La France devra-t-elle rembourser des milliards de dollars en réparations à Haïti pour couvrir une dette que les personnes autrefois asservies ont été contraintes de payer en échange de la reconnaissance de l’indépendance de l’île ? C’est ce qu’a déclaré jeudi 18 avril une coalition d’environ 20 organisations non-gouvernementales à Genève pour le Forum permanent des Nations Unies pour les personnes d’ascendance africaine (PFPAD), qui cherche à mettre en place une nouvelle commission indépendante pour superviser la restitution de la dette, qu’ils qualifient de rançon.
«Je me joins à vos demandes d’action immédiate», a déclaré vendredi 19 avril Volker Turk, Haut Commissaire des Nations unies aux droits de l’homme, dans un discours prononcé lors de la clôture du PFPAD, qui s’est déroulé sur quatre jours. «En matière de réparations, nous devons enfin entrer dans une nouvelle ère. Les gouvernements doivent faire preuve d’un véritable leadership en s’engageant sincèrement à passer rapidement de la parole aux actes afin de réparer les torts du passé», a encore estimé Volker Turk, qui soutient le Forum mais n’est pas l’un de ses 10 membres.
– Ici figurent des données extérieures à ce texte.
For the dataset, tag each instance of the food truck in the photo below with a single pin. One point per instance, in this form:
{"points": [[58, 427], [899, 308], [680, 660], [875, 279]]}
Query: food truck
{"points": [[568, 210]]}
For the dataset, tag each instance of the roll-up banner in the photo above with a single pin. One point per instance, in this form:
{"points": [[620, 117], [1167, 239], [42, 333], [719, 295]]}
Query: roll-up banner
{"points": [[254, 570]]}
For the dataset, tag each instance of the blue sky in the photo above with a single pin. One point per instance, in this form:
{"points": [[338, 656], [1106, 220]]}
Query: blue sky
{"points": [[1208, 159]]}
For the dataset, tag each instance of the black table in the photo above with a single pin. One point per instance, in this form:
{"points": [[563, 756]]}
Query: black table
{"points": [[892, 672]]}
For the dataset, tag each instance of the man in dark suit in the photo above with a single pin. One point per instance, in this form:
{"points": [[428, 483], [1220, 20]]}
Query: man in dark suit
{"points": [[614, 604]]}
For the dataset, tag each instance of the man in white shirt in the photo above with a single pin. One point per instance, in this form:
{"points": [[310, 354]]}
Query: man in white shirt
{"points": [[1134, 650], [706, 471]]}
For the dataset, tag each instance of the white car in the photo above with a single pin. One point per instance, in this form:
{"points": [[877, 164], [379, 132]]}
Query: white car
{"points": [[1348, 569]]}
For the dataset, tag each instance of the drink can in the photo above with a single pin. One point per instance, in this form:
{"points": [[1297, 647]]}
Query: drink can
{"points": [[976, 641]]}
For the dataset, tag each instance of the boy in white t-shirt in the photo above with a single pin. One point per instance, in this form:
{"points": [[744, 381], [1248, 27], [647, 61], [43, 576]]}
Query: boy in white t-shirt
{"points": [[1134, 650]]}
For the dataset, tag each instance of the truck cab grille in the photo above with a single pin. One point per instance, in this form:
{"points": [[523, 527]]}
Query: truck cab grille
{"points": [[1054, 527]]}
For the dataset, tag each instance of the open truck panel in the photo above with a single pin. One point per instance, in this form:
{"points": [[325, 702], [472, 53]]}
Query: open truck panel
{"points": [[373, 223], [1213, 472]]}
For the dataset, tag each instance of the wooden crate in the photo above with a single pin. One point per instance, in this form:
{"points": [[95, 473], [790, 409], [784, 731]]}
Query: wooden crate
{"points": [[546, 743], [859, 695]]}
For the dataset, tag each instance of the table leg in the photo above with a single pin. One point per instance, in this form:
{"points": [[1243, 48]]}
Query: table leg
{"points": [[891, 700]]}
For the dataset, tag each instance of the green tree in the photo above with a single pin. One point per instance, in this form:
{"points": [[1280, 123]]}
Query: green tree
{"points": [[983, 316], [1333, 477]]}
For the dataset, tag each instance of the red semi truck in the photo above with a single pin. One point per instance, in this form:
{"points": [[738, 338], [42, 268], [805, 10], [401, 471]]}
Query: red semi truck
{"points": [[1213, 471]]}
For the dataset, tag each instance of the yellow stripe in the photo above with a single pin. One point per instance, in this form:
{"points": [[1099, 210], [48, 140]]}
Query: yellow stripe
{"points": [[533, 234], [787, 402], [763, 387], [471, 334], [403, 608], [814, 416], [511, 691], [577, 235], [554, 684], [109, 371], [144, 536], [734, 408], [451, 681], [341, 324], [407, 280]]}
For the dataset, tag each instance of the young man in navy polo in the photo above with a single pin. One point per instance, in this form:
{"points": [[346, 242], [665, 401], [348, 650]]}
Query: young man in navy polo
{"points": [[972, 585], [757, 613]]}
L’île des Caraïbes est devenue la première de la région à obtenir son indépendance en 1804 après une révolte des esclaves. Cependant, la France a par la suite imposé de sévères réparations pour les revenus perdus. Après deux décennies à tenter de «récupérer» l’ancienne colonie «la plus riche du monde», Charles X, tout juste installé sur le trône, tranche. Dans une ordonnance en date du 17 avril 1825, il «concède» au jeune Etat son indépendance contre une indemnité de 150 millions de francs-or pour dédommager les anciens colons et l’assurance d’échanges commerciaux privilégiés en faveur de la France. Cette dette ne fut totalement remboursée qu’en 1947.
Le montant payé à la France est aujourd’hui contesté par les historiens, bien que le New York Times ait estimé la perte d’Haïti à 21 milliards de dollars. Les partisans du remboursement de cette dette affirment que le montant est bien plus élevé. «C’est 21 milliards de dollars plus 200 ans d’intérêts dont la France a bénéficié, donc nous parlons plutôt de 150 milliards, 200 milliards ou plus», a déclaré Jemima Pierre, professeure de Course globale à l’Université de Colombie-Britannique.
De nombreux Haïtiens considèrent cette dette comme responsable des maux qui touchent l’île depuis deux siècles. Ils affirment que cet argent devrait être affecté à des travaux publics en Haïti, où un conseil de transition a été installé ce mois-ci dans le but de restaurer la sécurité après une période de violence dévastatrice causée par des groupes armés. «Il est temps que la France reconnaisse cela et que nous avancions», a déclaré à Reuters Monique Clesca, une militante de la société civile haïtienne qui coordonne les efforts.
Le ministère français des Affaires étrangères n’a pas répondu pour le moment. En 2010, le groupe de soutien au Comité pour le remboursement immédiat des milliards envolés d’Haïti demandait à Nicolas Sarkozy, dans une tribune publiée dans Libération, de rendre à Haïti «son argent extorqué». «Considérant les besoins financiers criants de ce pays dévasté par le terrible séisme du 12 janvier [2010], nous vous pressons donc, monsieur le Président, de restituer à Haïti, la première république noire de l’histoire, la dette historique de son indépendance», écrivaient les signataires. Le même Nicolas Sarkozy avait évoqué de lui-même quelques mois plus tôt une présence française sur l’île qui «n’a pas laissé que de bons souvenirs.» Avant d’ajouter : «Même si je n’ai pas commencé mon mandat au moment de Charles X, j’en suis quand même responsable au nom de la France.» En 2015, François Hollande avait, lui, parlé d’une «dette morale» envers Haïti.
Mise à jour lundi 22 avril à 8 h 50 avec les propos de Volker Turk en clôture du PFPAD.